Montale o De Andrè?
“Cantami o Diva l’infelice fine della poesia…”
Se Omero tornasse in vita ai nostri giorni sarebbero forse questi i versi che scriverebbe di getto esterrefatto ed estremamente deluso dal mondo odierno.
Dove si nasconde infatti la regina delle Muse, Calliope? Si cela tra i grattacieli, nelle autostrade piene di traffico o nei Mc Donalds oppure in una televisione che trasmette in diretta dal mondo solo vanità e violenza. Forse giace moribonda nelle scuole ferita a morte dalla noia e dall’indifferenza.
Ovunque essa si trovi, in questi ultimi anni è stata spesso sola, abbandonata dalla società, ricercata solo da illustri amanti come Giovanni Raboni, Alda Merini, Andrea Zanzotto, incantati dal suo meraviglioso fascino immortale. Viene spontaneo chiedersi quale sia la causa della detronizzazione di Calliope. Un tempo essa era regina della cultura, sulla quale dominava incontrastata, grazie ai suoi fedeli innamorati, che per amor suo ne cantavano la gloria componendo leggiadre acrobazie linguistiche ritmate e animate dall’umano canto ancestrale.
Ad essa dedicarono la vita in molti donandole come estremo omaggio calici riempiti di sangue ed inchiostro, linfa vitale della poesia.
Il progresso, la tecnologia e la civiltà hanno forse inferto il colpo di grazia alla poesia o essa, come si chiese Eugenio Montale nel 1975 nel “Discorso tenuto all’Accademia di Svezia”, è ancora possibile “in tale paesaggio di esibizionismo isterico“?
La più dolce delle arti per sopravvivere ha dovuto trasformarsi per adattarsi all’odierno stile di vita frenetico e caotico. Essa non può morire, perché come dice il poeta Giovanni Raboni è “una possibilità infinitamente sospesa” nell’ego umano. In un secolo dove la società ha invaso lo spazio dell’individuo ed ha finito col dominarlo, soffocando il tempo dapprima dedicato alla sua interiorità, vi è ancora posto per la poesia? Dove potevano trovare rifugio la lirica, la metrica, i sentimenti in un mondo dove contano solo la ricchezza e l’esibizione?
La poesia per riconquistare il suo spazio, le folle, per riscuotere il successo che aveva sempre anelato, ma mai trovato, dovette tornare alle origini, quando veniva accompagnata dal dolce suono della cetra o della lira.
Calliope cambiò dunque genere d’amante.
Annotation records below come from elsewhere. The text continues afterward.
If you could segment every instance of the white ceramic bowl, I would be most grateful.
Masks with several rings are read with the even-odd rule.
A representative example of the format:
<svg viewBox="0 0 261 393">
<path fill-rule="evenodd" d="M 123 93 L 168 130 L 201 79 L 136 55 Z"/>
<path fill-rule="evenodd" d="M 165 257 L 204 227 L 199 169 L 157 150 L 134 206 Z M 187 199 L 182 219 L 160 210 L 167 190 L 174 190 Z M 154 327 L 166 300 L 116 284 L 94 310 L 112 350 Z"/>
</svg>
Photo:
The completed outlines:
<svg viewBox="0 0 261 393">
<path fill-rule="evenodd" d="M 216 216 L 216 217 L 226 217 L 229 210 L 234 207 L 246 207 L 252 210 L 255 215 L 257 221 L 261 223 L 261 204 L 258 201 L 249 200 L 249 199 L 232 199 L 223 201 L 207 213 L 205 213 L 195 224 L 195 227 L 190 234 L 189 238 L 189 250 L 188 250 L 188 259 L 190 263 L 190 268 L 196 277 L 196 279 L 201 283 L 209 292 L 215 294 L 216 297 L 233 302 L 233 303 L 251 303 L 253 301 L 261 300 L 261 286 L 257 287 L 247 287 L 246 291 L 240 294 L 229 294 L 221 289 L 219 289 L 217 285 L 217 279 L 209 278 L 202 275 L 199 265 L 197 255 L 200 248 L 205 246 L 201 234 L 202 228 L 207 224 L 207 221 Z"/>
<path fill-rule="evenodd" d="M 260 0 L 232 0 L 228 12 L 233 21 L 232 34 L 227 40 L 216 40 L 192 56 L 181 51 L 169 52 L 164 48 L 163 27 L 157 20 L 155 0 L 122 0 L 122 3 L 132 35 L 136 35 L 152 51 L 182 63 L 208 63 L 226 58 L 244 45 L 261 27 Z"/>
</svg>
Lasciò i vari Ungaretti, Saba, Montale per gettarsi tra le braccia dei grandi cantautori come De Andrè, Guccini o Mogol-Battisti.
Uomini capaci di riunire vita, poesia e melodia in un concentrato di emozioni e sensazioni della durata di pochi ma intensi minuti.
La poesia si è quindi adattata all’esiguo spazio che l’uomo le concede riuscendo comunque a colpirlo facendogli vibrare le corde più profonde dell’anima.
Interrogato su quali siano i suoi poeti preferiti Gino Paoli rispose "Caproni, Sbarbaro e Montale. Nel '61 feci uno spettacolo con un attore che recitava le loro poesie. Anche quest'anno ho fatto qualcosa di simile, a Spoleto, con Montale. Oggi nessuno legge più. Sono convinto che la poesia debba essere divulgata e che la canzone può mettersi al servizio della poesia. Allora sì che il collegamento poesia e canzone diventa un fatto generoso e bello."
Queste affermazioni dimostrano il forte legame che c'è tra due generazioni di artisti diverse sia nel modo di esprimersi sia con diversi livello di esperienze sociali. La musica riesce quindi a colmare il vuoto che la società è riuscita a creare tra i poeti ed il loro possibile pubblico.
Per quanto la poesia stia vivendo una sorta di morte letteraria sta assistendo ad una sorta rinascita musicale, che la rende socialmente preziosa e alla portata di un pubblico sempre maggiore.
Il mondo non potrà mai soffocare la poesia, è la quintessenza dell’essere umano e dei suoi drammi, essa lo circonda, lo stupisce e rende partecipe di una sorta di dolce divinità.